As the dust begins to settle on this morning’s vote to exit the European Union, many of us currently grappling with the intricacies of the new European Data Protection Regulation (finalised only last month although it seems like years ago) may be forgiven for giving an enormous sigh of relief and putting our already well-worn copies on a shelf to gather dust - but is it that simple?
1. This morning’s vote does not mean that the UK has exited the EU. The UK remains a member state and will do so until the exit process has been completed and that is unlikely to happen before 2018. The GDPR comes into force on 25 May 2018 and unless the UK has ceased to be an EU member state before that date then the GDPR will take effect in the UK, unless (presumably) both sides agree otherwise.
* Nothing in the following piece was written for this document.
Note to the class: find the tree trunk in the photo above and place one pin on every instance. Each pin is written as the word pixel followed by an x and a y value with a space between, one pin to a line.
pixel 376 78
2. Even if the UK has ceased to be an EU member state before the date that GDPR comes into force, its terms will still be relevant to the UK. Firstly, the GDPR contains provisions that require non EU organisations processing personal data of EU citizens for the purposes of offering goods and services (or monitoring activities) to comply with its terms in relation to that processing.
So, for example, UK companies targeting online sales to EU citizens will be caught. Secondly, transfers of personal data from the EU to the UK will need to comply with the GDPR as well. So, if the UK wishes for personal data to be easily transferrable from the EU to these shores, it will need to adopt GDPR or some other data protection law that the EU recognises as giving adequate protection to personal data.
Meanwhile, as the ICO has said in a press release issued this afternoon, the Data Protection Act 1998 continues to apply. Moreover, in the ICO’s view:
“With so many businesses and services operating across borders, international consistency around data protection laws and rights is crucial both to businesses and organisations and to consumers and citizens. The ICO’s role has always involved working closely with regulators in other countries, and that would continue to be the case.
“Having clear laws with safeguards in place is more important than ever given the growing digital economy, and we will be speaking to government to present our view that reform of the UK law remains necessary.”